De haberles alguien pedido, describieran todas las emociones que en ese momento llenaban sus cuerpos, no les habría sido fácil; sin embargo, no tuvieron que preocuparse por hacerlo, ni siquiera para ellos mismos. No tuvieron tiempo suficiente para disfrutar de su amor, para probar esos jugosos y sabrosos trozos de carne o esos exquisitos y espesos líquidos. Decenas de aviones de guerra atravesando el cielo en dirección al centro de la ciudad, lugar donde se presumía, según los últimos informes de los soldados infiltrados dentro del bando enemigo y de los cuales se sospechaba habían sido asesinados, los regresaron a la realidad, una mucho menos rosa y agradable.

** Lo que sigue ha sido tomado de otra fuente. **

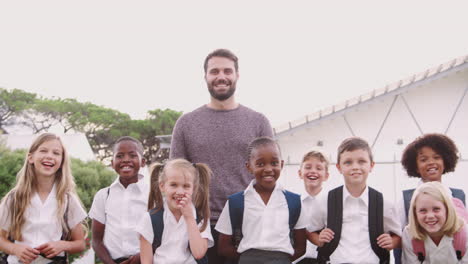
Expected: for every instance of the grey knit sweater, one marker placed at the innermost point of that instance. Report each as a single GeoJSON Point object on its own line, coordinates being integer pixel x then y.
{"type": "Point", "coordinates": [219, 138]}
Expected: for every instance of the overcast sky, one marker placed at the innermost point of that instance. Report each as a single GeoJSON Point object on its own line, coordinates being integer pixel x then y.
{"type": "Point", "coordinates": [295, 57]}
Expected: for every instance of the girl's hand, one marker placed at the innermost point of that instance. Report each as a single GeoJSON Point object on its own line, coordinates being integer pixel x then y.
{"type": "Point", "coordinates": [25, 254]}
{"type": "Point", "coordinates": [135, 259]}
{"type": "Point", "coordinates": [385, 241]}
{"type": "Point", "coordinates": [185, 205]}
{"type": "Point", "coordinates": [325, 236]}
{"type": "Point", "coordinates": [51, 249]}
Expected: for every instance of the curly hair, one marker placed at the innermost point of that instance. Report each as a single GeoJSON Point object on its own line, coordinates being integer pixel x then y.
{"type": "Point", "coordinates": [440, 143]}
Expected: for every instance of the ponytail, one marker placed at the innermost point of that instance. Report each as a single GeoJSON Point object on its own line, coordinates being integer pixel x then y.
{"type": "Point", "coordinates": [201, 197]}
{"type": "Point", "coordinates": [155, 199]}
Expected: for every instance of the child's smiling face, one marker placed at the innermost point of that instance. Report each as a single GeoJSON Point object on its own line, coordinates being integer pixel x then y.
{"type": "Point", "coordinates": [355, 166]}
{"type": "Point", "coordinates": [431, 214]}
{"type": "Point", "coordinates": [430, 164]}
{"type": "Point", "coordinates": [265, 164]}
{"type": "Point", "coordinates": [314, 172]}
{"type": "Point", "coordinates": [47, 159]}
{"type": "Point", "coordinates": [126, 160]}
{"type": "Point", "coordinates": [177, 185]}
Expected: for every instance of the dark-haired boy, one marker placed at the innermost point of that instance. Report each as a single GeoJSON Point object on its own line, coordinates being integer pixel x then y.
{"type": "Point", "coordinates": [361, 226]}
{"type": "Point", "coordinates": [116, 209]}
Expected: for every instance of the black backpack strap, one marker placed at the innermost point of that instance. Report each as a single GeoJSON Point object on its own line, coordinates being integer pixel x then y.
{"type": "Point", "coordinates": [376, 224]}
{"type": "Point", "coordinates": [407, 195]}
{"type": "Point", "coordinates": [334, 222]}
{"type": "Point", "coordinates": [236, 214]}
{"type": "Point", "coordinates": [66, 231]}
{"type": "Point", "coordinates": [294, 207]}
{"type": "Point", "coordinates": [157, 221]}
{"type": "Point", "coordinates": [203, 260]}
{"type": "Point", "coordinates": [458, 193]}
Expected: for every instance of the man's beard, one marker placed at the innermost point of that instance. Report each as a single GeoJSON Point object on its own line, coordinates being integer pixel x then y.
{"type": "Point", "coordinates": [224, 95]}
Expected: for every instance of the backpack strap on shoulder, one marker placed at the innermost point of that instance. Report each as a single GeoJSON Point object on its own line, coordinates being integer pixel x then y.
{"type": "Point", "coordinates": [419, 249]}
{"type": "Point", "coordinates": [459, 242]}
{"type": "Point", "coordinates": [236, 214]}
{"type": "Point", "coordinates": [407, 195]}
{"type": "Point", "coordinates": [66, 231]}
{"type": "Point", "coordinates": [157, 221]}
{"type": "Point", "coordinates": [334, 222]}
{"type": "Point", "coordinates": [294, 207]}
{"type": "Point", "coordinates": [376, 225]}
{"type": "Point", "coordinates": [458, 193]}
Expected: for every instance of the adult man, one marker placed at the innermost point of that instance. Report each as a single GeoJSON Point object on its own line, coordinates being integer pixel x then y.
{"type": "Point", "coordinates": [218, 134]}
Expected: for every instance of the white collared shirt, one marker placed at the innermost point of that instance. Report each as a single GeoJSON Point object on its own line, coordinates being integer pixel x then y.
{"type": "Point", "coordinates": [265, 226]}
{"type": "Point", "coordinates": [120, 211]}
{"type": "Point", "coordinates": [401, 205]}
{"type": "Point", "coordinates": [41, 223]}
{"type": "Point", "coordinates": [441, 254]}
{"type": "Point", "coordinates": [309, 205]}
{"type": "Point", "coordinates": [174, 248]}
{"type": "Point", "coordinates": [354, 245]}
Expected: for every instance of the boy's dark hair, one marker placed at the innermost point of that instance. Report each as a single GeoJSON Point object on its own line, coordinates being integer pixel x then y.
{"type": "Point", "coordinates": [138, 144]}
{"type": "Point", "coordinates": [352, 144]}
{"type": "Point", "coordinates": [441, 144]}
{"type": "Point", "coordinates": [261, 141]}
{"type": "Point", "coordinates": [225, 53]}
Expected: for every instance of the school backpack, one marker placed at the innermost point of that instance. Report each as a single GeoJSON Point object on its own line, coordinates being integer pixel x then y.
{"type": "Point", "coordinates": [459, 238]}
{"type": "Point", "coordinates": [335, 221]}
{"type": "Point", "coordinates": [236, 213]}
{"type": "Point", "coordinates": [157, 221]}
{"type": "Point", "coordinates": [408, 194]}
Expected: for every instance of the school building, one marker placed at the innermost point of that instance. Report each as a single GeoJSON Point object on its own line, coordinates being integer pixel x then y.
{"type": "Point", "coordinates": [433, 101]}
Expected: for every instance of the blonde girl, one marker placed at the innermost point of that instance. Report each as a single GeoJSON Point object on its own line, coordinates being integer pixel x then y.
{"type": "Point", "coordinates": [40, 218]}
{"type": "Point", "coordinates": [433, 219]}
{"type": "Point", "coordinates": [179, 196]}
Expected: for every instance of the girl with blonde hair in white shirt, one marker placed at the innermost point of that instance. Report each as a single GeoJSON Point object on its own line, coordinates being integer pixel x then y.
{"type": "Point", "coordinates": [179, 200]}
{"type": "Point", "coordinates": [41, 217]}
{"type": "Point", "coordinates": [433, 221]}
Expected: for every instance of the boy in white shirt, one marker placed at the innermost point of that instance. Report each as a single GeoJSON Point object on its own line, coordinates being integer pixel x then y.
{"type": "Point", "coordinates": [343, 233]}
{"type": "Point", "coordinates": [313, 171]}
{"type": "Point", "coordinates": [116, 209]}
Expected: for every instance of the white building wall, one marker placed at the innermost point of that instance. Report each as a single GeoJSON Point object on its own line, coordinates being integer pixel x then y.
{"type": "Point", "coordinates": [432, 105]}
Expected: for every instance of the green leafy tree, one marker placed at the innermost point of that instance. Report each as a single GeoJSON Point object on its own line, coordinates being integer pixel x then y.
{"type": "Point", "coordinates": [10, 164]}
{"type": "Point", "coordinates": [90, 177]}
{"type": "Point", "coordinates": [13, 105]}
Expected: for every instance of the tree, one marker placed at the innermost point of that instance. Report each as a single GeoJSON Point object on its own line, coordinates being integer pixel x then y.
{"type": "Point", "coordinates": [90, 177]}
{"type": "Point", "coordinates": [12, 105]}
{"type": "Point", "coordinates": [10, 164]}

Ese silencio que llenara el lugar minutos antes, se vio interrumpido por el ruido de los motores. Ambos salieron a la calle, desnudos como estaban, impresionados por el gran número de naves. Miraron hacia arriba y vieron como, de cada uno de los aviones, caía una bomba. De esa si que no podrían escapar, pensaron los dos. Se abrazaron resignados, felices de haberse encontrado, contentos de poder al menos morir juntos. Un estruendo ensordecedor y una capa de tierra, humo y fuego lo envolvieron todo, haciendo imposible que alguien pudiera sobrevivir. El silencio regresó, pero para no marcharse jamás. Volvió para, al mismo tiempo que los separaba, unirlos para siempre, en otro plano, en otro tiempo y en otro espacio. En uno donde sus almas permanecerían juntas para siempre, juntas en la muerte. En uno donde ya nadie, jamás, podría separarlos. En uno donde ya no les preocuparía que sus nombres, Alejandro y Miguel, fueran dos más en una larga lista de absurdos pretextos e intereses egoístas, dos más para el olvido.